Even more than crazy commenters, though, you will surely run into your fair share of "my life is so much harder than yours" moms. While I wish I could say that this was a rare breed, these moms are all too common. No matter what your circumstance or how hard your day has been, theirs has been worse. Your newborn cries all night? Theirs cries all day AND night. You have infant twins? They have an infant and a three year old, which is clearly much more difficult.
Smile, nod, and enjoy a laugh in your head.
6. Put down your phone.
And your computer. And any other device on which you check your email, facebook, or blogs. Purposefully disconnect with the world so that you can fully engage with your little one. This is hard for all parents--especially me. If you work outside the home, you may feel pressured to be constantly available. If you stay at home, these outlets may feel like your only connection to the outside world. But let them go. Set a schedule, allowing yourself to be on the internet at pre-planned, specific times (nap, lunch, after bedtime). You don't want your child's first drawing of you to include a phone in your hand.
7. Keep a camera handy.
Andrew and I have taken an embarrassingly huge number of pictures of our twins, and we've had more professional photo sessions than I care to admit. But I don't regret a single one. I've never heard a parent say, "You know, I really wish I had taken fewer pictures." Pictures help us remember these sweet moments that may grow fuzzy over time. They capture a story--the way Frances crawls, the way Barnes scrunches his face--when words are just inadequate.
8. Just go.
You really need to pick up your dry cleaning. You realize that doing so will require packing the diaper bag, strapping the baby in the car seat, driving to the cleaners, removing the baby from the car seat so that you can go in the store for all of 3 minutes, then putting the baby back in his seat (most likely to protests from said child), and finally driving back home, during which time he may fall asleep and throw his nap completely off schedule.
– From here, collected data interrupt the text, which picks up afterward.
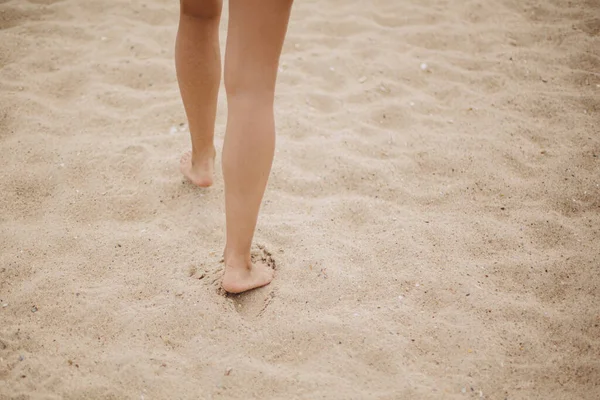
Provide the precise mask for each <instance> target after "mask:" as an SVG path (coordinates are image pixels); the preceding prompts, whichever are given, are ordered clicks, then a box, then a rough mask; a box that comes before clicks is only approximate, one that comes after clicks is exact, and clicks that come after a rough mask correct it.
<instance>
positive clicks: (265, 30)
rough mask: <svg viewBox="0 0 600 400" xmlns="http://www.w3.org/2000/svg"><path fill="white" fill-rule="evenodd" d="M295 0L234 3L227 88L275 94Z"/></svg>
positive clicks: (243, 2) (225, 79)
mask: <svg viewBox="0 0 600 400" xmlns="http://www.w3.org/2000/svg"><path fill="white" fill-rule="evenodd" d="M291 8H292V0H230V1H229V27H228V32H227V49H226V53H225V85H226V86H227V87H228V90H229V89H242V88H247V87H253V88H257V87H260V88H263V89H268V90H274V88H275V80H276V77H277V66H278V63H279V56H280V54H281V48H282V46H283V41H284V39H285V34H286V31H287V25H288V20H289V17H290V12H291Z"/></svg>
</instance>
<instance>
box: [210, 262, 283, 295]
mask: <svg viewBox="0 0 600 400" xmlns="http://www.w3.org/2000/svg"><path fill="white" fill-rule="evenodd" d="M274 273H275V271H273V269H272V268H271V267H269V266H268V265H266V264H265V263H263V262H261V261H257V262H254V263H251V264H250V266H247V265H244V264H242V265H241V266H235V267H234V266H231V265H230V264H227V263H226V264H225V274H224V275H223V281H222V282H221V286H222V287H223V289H225V291H226V292H229V293H242V292H245V291H247V290H251V289H256V288H258V287H261V286H265V285H268V284H269V283H270V282H271V281H272V280H273V275H274Z"/></svg>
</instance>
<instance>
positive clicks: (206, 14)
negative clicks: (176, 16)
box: [180, 0, 223, 20]
mask: <svg viewBox="0 0 600 400" xmlns="http://www.w3.org/2000/svg"><path fill="white" fill-rule="evenodd" d="M180 5H181V15H185V16H187V17H191V18H196V19H203V20H218V19H219V18H220V17H221V10H222V9H223V1H222V0H180Z"/></svg>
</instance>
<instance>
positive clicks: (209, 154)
mask: <svg viewBox="0 0 600 400" xmlns="http://www.w3.org/2000/svg"><path fill="white" fill-rule="evenodd" d="M216 153H217V151H216V150H215V146H214V145H213V144H210V145H207V146H203V147H201V148H196V147H194V148H192V164H195V163H196V162H203V161H206V160H211V159H213V158H215V155H216Z"/></svg>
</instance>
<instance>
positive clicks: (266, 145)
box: [222, 0, 292, 293]
mask: <svg viewBox="0 0 600 400" xmlns="http://www.w3.org/2000/svg"><path fill="white" fill-rule="evenodd" d="M229 4H230V6H229V32H228V33H227V50H226V53H225V89H226V91H227V104H228V110H229V113H228V117H227V130H226V134H225V146H224V149H223V176H224V179H225V208H226V218H227V244H226V247H225V274H224V275H223V282H222V286H223V288H224V289H225V290H226V291H228V292H231V293H240V292H243V291H246V290H250V289H253V288H256V287H259V286H264V285H266V284H268V283H269V282H271V280H272V279H273V270H272V269H271V268H269V267H267V266H266V265H264V264H262V263H255V264H252V261H251V259H250V247H251V244H252V238H253V236H254V229H255V227H256V221H257V218H258V211H259V209H260V204H261V202H262V197H263V194H264V192H265V188H266V185H267V179H268V177H269V173H270V170H271V164H272V162H273V154H274V150H275V122H274V116H273V100H274V93H275V80H276V78H277V68H278V64H279V56H280V54H281V48H282V46H283V41H284V38H285V33H286V30H287V25H288V20H289V16H290V11H291V8H292V0H230V2H229Z"/></svg>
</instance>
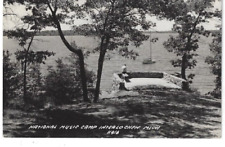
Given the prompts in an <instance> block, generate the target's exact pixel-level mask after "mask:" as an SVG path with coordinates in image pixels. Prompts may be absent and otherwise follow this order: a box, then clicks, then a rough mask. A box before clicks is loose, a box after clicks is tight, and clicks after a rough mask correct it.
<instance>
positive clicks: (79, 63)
mask: <svg viewBox="0 0 225 147" xmlns="http://www.w3.org/2000/svg"><path fill="white" fill-rule="evenodd" d="M78 57H79V65H80V78H81V83H82V91H83V99H84V102H90V100H89V99H88V91H87V78H86V71H85V67H84V55H83V53H82V51H80V53H79V54H78Z"/></svg>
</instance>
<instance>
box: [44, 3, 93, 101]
mask: <svg viewBox="0 0 225 147" xmlns="http://www.w3.org/2000/svg"><path fill="white" fill-rule="evenodd" d="M47 4H48V7H49V8H50V11H51V12H52V19H53V21H54V22H55V24H56V27H57V29H58V32H59V36H60V38H61V40H62V42H63V43H64V44H65V46H66V47H67V49H68V50H70V51H71V52H73V53H75V54H76V55H77V56H78V57H79V65H80V78H81V83H82V90H83V100H84V101H85V102H90V100H89V99H88V90H87V79H86V72H85V67H84V55H83V52H82V50H81V49H75V48H73V47H72V46H71V45H70V44H69V42H68V41H67V40H66V38H65V36H64V34H63V31H62V28H61V25H60V23H59V21H58V19H57V16H56V10H55V11H53V9H52V8H51V6H50V4H49V3H47Z"/></svg>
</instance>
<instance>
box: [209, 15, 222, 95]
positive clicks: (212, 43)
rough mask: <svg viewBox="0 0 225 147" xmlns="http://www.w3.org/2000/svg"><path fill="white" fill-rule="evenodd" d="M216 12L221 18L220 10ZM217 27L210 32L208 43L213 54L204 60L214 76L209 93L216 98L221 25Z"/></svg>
mask: <svg viewBox="0 0 225 147" xmlns="http://www.w3.org/2000/svg"><path fill="white" fill-rule="evenodd" d="M218 13H219V14H218V15H217V16H218V17H219V18H220V19H221V18H222V16H221V12H218ZM218 27H219V28H220V29H219V31H218V32H216V33H214V34H212V35H213V37H214V39H213V41H212V43H211V44H210V51H211V52H212V53H213V55H214V56H208V57H207V58H206V60H205V61H206V63H208V64H209V65H210V66H211V70H212V73H213V74H214V75H215V76H216V79H215V83H216V88H215V89H214V90H213V91H212V92H209V94H211V95H212V96H214V97H216V98H221V81H222V79H221V71H222V69H221V68H222V66H221V64H222V63H221V61H222V28H221V26H218Z"/></svg>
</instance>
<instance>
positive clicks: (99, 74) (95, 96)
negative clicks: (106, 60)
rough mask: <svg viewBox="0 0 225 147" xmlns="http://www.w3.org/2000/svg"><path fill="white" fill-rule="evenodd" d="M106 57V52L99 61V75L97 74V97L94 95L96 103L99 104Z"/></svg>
mask: <svg viewBox="0 0 225 147" xmlns="http://www.w3.org/2000/svg"><path fill="white" fill-rule="evenodd" d="M104 57H105V52H103V53H100V56H99V59H98V73H97V83H96V88H95V95H94V103H97V102H98V99H99V92H100V86H101V85H100V84H101V77H102V70H103V62H104Z"/></svg>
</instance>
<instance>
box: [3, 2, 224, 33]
mask: <svg viewBox="0 0 225 147" xmlns="http://www.w3.org/2000/svg"><path fill="white" fill-rule="evenodd" d="M82 1H84V0H82ZM214 7H215V8H216V9H222V4H221V1H219V0H216V2H215V4H214ZM7 11H8V12H11V11H13V12H14V13H15V14H16V15H17V16H7V17H3V29H6V30H8V29H13V28H15V27H18V26H22V25H23V24H22V23H21V22H20V21H19V18H18V17H22V16H23V15H25V14H26V13H27V12H26V11H25V7H24V6H20V5H18V4H17V5H14V6H13V7H11V10H10V9H8V10H7ZM150 20H151V21H153V22H155V23H156V24H157V26H156V27H155V28H153V29H154V30H156V31H169V30H171V28H172V26H173V22H171V21H168V20H157V19H156V17H151V18H150ZM84 23H85V21H82V20H79V21H77V22H76V25H80V24H84ZM220 23H221V22H220V21H218V20H217V19H212V20H210V23H207V24H205V25H204V27H205V28H206V29H209V30H214V29H216V27H215V26H216V25H218V24H220ZM52 29H53V28H47V30H52ZM62 29H63V30H69V29H70V26H68V25H62Z"/></svg>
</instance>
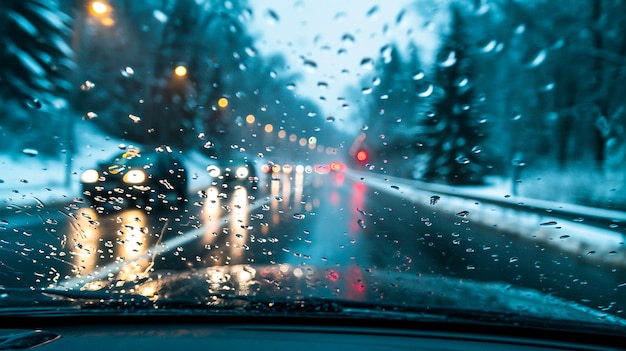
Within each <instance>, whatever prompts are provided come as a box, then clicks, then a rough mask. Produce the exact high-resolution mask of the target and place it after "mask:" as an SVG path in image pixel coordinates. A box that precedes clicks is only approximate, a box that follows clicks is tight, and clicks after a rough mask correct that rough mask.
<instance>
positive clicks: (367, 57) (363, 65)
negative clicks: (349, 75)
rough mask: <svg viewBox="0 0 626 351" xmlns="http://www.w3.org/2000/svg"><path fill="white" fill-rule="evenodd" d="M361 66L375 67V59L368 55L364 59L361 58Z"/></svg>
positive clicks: (368, 67)
mask: <svg viewBox="0 0 626 351" xmlns="http://www.w3.org/2000/svg"><path fill="white" fill-rule="evenodd" d="M361 67H362V68H365V69H372V68H374V60H373V59H371V58H369V57H366V58H364V59H362V60H361Z"/></svg>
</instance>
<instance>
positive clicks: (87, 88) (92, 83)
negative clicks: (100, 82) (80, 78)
mask: <svg viewBox="0 0 626 351" xmlns="http://www.w3.org/2000/svg"><path fill="white" fill-rule="evenodd" d="M95 87H96V84H94V83H93V82H90V81H88V80H86V81H85V82H84V83H83V84H81V85H80V90H82V91H89V90H92V89H93V88H95Z"/></svg>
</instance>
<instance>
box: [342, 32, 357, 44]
mask: <svg viewBox="0 0 626 351" xmlns="http://www.w3.org/2000/svg"><path fill="white" fill-rule="evenodd" d="M341 41H343V42H347V43H354V41H355V40H354V35H352V34H350V33H345V34H344V35H342V36H341Z"/></svg>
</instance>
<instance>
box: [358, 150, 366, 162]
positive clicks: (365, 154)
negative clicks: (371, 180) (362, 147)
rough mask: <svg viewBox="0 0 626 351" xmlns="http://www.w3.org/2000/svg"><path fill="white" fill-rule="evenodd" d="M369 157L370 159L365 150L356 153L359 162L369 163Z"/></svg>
mask: <svg viewBox="0 0 626 351" xmlns="http://www.w3.org/2000/svg"><path fill="white" fill-rule="evenodd" d="M367 157H368V155H367V151H365V150H359V151H358V152H357V153H356V159H357V160H358V161H359V162H365V161H367Z"/></svg>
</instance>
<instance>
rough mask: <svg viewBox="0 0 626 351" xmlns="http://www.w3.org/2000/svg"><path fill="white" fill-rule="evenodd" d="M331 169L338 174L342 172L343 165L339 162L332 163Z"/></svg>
mask: <svg viewBox="0 0 626 351" xmlns="http://www.w3.org/2000/svg"><path fill="white" fill-rule="evenodd" d="M330 169H331V170H332V171H335V172H338V171H340V170H341V164H340V163H339V162H331V163H330Z"/></svg>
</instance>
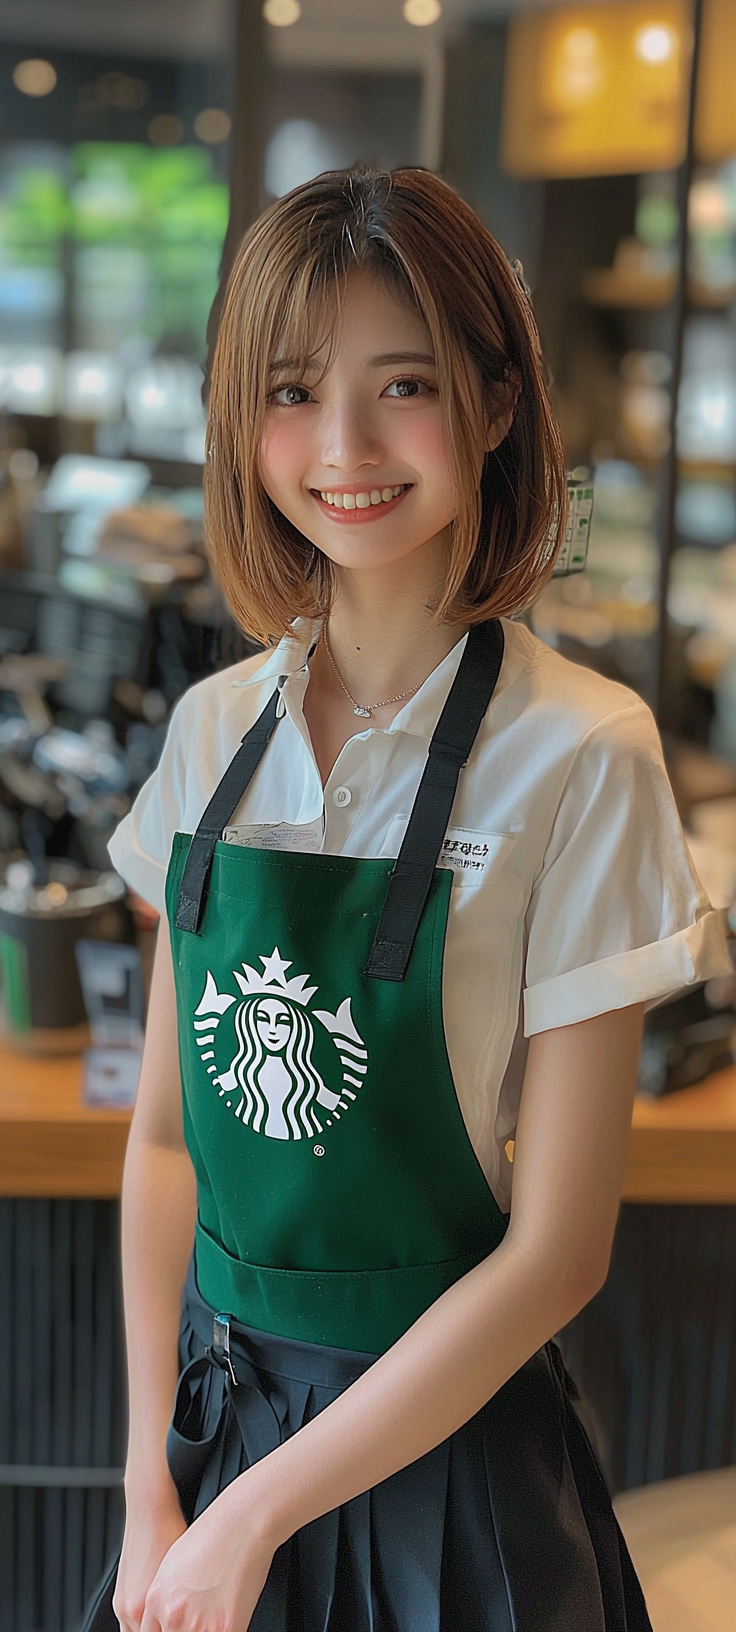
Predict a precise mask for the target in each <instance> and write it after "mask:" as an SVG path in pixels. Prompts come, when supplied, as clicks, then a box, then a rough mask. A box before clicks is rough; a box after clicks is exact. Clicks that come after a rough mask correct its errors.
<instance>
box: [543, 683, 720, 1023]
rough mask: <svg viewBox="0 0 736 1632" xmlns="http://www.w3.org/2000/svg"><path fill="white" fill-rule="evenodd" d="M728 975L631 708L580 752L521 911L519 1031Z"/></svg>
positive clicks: (667, 788)
mask: <svg viewBox="0 0 736 1632" xmlns="http://www.w3.org/2000/svg"><path fill="white" fill-rule="evenodd" d="M729 971H731V960H729V956H728V948H726V938H725V925H723V917H721V914H718V912H715V911H713V909H712V907H710V902H708V899H707V898H705V894H703V891H702V888H700V885H698V880H697V875H695V871H694V867H692V860H690V855H689V850H687V844H685V840H684V834H682V827H681V823H679V816H677V809H676V805H674V798H672V790H671V787H669V780H667V774H666V769H664V761H663V754H661V744H659V736H658V731H656V726H654V721H653V718H651V713H650V710H648V708H646V707H645V705H643V703H640V702H638V700H633V702H632V705H630V707H628V708H625V710H622V712H620V713H617V715H614V716H610V718H609V720H604V721H602V723H601V725H597V726H596V728H594V731H591V733H589V736H587V738H586V739H584V743H583V744H581V747H579V751H578V754H576V757H574V762H573V767H571V772H570V777H568V780H566V785H565V792H563V796H561V800H560V806H558V813H556V819H555V824H553V831H552V834H550V840H548V847H547V854H545V858H543V867H542V871H540V876H539V880H537V883H535V888H534V891H532V898H530V904H529V912H527V956H525V989H524V1031H525V1035H527V1036H532V1035H534V1033H537V1031H547V1030H553V1028H555V1027H563V1025H573V1023H576V1022H579V1020H589V1018H592V1017H594V1015H599V1013H605V1012H607V1010H610V1009H625V1007H627V1005H630V1004H646V1005H653V1004H656V1002H661V1000H663V999H664V997H667V996H669V994H671V992H676V991H679V989H682V987H684V986H690V984H694V982H697V981H705V979H710V978H712V976H715V974H725V973H729Z"/></svg>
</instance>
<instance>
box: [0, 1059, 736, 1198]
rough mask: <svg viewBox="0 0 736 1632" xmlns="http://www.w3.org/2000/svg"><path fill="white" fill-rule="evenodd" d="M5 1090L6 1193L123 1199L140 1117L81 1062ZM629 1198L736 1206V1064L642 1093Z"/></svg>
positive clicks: (77, 1059)
mask: <svg viewBox="0 0 736 1632" xmlns="http://www.w3.org/2000/svg"><path fill="white" fill-rule="evenodd" d="M13 1062H15V1066H16V1071H15V1072H13V1075H15V1082H13V1087H10V1089H8V1092H7V1093H5V1095H3V1092H2V1089H0V1196H16V1198H23V1196H47V1198H55V1196H64V1198H73V1196H78V1198H100V1200H114V1198H117V1196H119V1193H121V1182H122V1162H124V1155H126V1142H127V1129H129V1124H131V1115H129V1113H127V1111H122V1110H117V1111H113V1110H93V1108H90V1106H86V1105H82V1102H80V1061H78V1058H77V1059H75V1061H72V1059H67V1061H55V1062H54V1061H38V1062H31V1061H28V1059H24V1061H18V1058H16V1056H11V1054H8V1053H7V1051H5V1049H2V1048H0V1066H2V1067H5V1069H8V1067H10V1071H11V1069H13ZM623 1201H641V1203H654V1204H656V1203H661V1204H664V1203H681V1204H697V1203H700V1204H703V1203H705V1204H712V1206H716V1204H726V1206H728V1204H729V1206H734V1204H736V1067H729V1069H728V1071H723V1072H718V1074H716V1075H713V1077H710V1079H708V1080H707V1082H705V1084H702V1085H700V1087H697V1089H687V1090H684V1092H682V1093H679V1095H672V1098H666V1100H658V1102H651V1100H650V1102H648V1100H638V1102H636V1105H635V1111H633V1126H632V1142H630V1149H628V1162H627V1175H625V1185H623Z"/></svg>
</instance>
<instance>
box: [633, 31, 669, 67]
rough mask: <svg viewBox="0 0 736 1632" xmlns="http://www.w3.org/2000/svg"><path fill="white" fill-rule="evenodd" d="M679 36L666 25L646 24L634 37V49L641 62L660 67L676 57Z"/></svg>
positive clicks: (633, 37) (633, 38)
mask: <svg viewBox="0 0 736 1632" xmlns="http://www.w3.org/2000/svg"><path fill="white" fill-rule="evenodd" d="M676 44H677V36H676V33H674V29H672V28H669V26H667V24H666V23H646V24H645V28H640V29H636V34H635V36H633V49H635V52H636V55H638V59H640V62H646V64H651V65H653V67H658V65H659V64H661V62H669V59H671V57H672V55H674V51H676Z"/></svg>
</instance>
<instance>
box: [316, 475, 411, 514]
mask: <svg viewBox="0 0 736 1632" xmlns="http://www.w3.org/2000/svg"><path fill="white" fill-rule="evenodd" d="M411 486H413V483H411V481H401V483H397V485H395V486H392V488H388V486H385V488H362V490H361V491H351V493H346V491H344V490H343V491H336V493H333V491H331V490H330V488H312V490H310V491H312V498H313V499H317V503H318V504H320V509H321V511H323V514H326V516H330V519H331V521H349V522H356V521H379V517H380V516H385V514H387V511H390V509H393V508H395V506H397V504H400V503H401V499H403V498H405V494H406V493H410V491H411Z"/></svg>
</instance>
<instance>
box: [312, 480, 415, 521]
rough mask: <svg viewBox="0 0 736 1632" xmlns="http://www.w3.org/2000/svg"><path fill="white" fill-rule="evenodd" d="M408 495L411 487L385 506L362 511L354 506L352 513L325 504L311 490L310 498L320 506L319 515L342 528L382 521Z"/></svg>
mask: <svg viewBox="0 0 736 1632" xmlns="http://www.w3.org/2000/svg"><path fill="white" fill-rule="evenodd" d="M330 491H333V490H331V488H330ZM348 491H349V488H348ZM338 493H339V488H338ZM408 493H411V486H408V488H405V490H403V493H397V498H395V499H388V503H387V504H370V506H369V508H367V509H362V511H359V509H357V506H356V509H354V511H344V509H338V506H336V504H325V499H321V498H320V494H318V493H315V490H313V488H312V498H313V499H315V503H317V504H318V506H320V509H321V514H323V516H328V517H330V521H336V522H338V524H339V526H343V527H356V526H357V522H364V521H382V519H384V516H388V512H390V511H393V509H397V504H400V503H401V499H405V498H406V494H408ZM379 511H380V514H379Z"/></svg>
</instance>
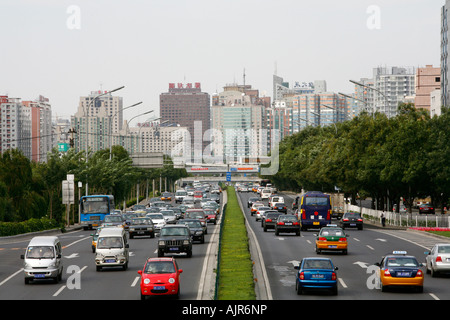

Doing anything with a baby can seem daunting. But the thinking about it is usually worse than the actual doing. Plus, sometimes you have to get out of the house. So just go. Get up, get out, and take a little break from the ordinary.
9. Realize that it's okay to not enjoy every moment...or even every day.
I do not enjoy every second I spend with my sweet twins. In fact, there are probably whole days that I would classify as hard. Am I thankful for the twins every day? Yes. Would I ever trade them for anything? Absolutely not. But that doesn't make them less difficult. This year has passed so quickly...but I would be lying if I said that the days weren't sometimes achingly slow.
A child is a miracle, the most abundant blessing. But raising a child is work. Luckily, most days are sprinkled with enough endearing moments to make me remember how blessed I truly am. Relish in those moments--use them to propel you forward. And remember that it's okay to admit that life with young kids is hard.
10. Ignore 90% of all advice you receive.
Everyone gives new parents advice. Everyone thinks their way is the right way. Truth is, though, your way is the right way for you. While your neighbor/cousin/mailman imparts his parenting wisdom, employ your smile and nod tactic, then discard 90% of whatever you were just told.
Which means you can discard items 1-9 on this list. #10 is really all that matters.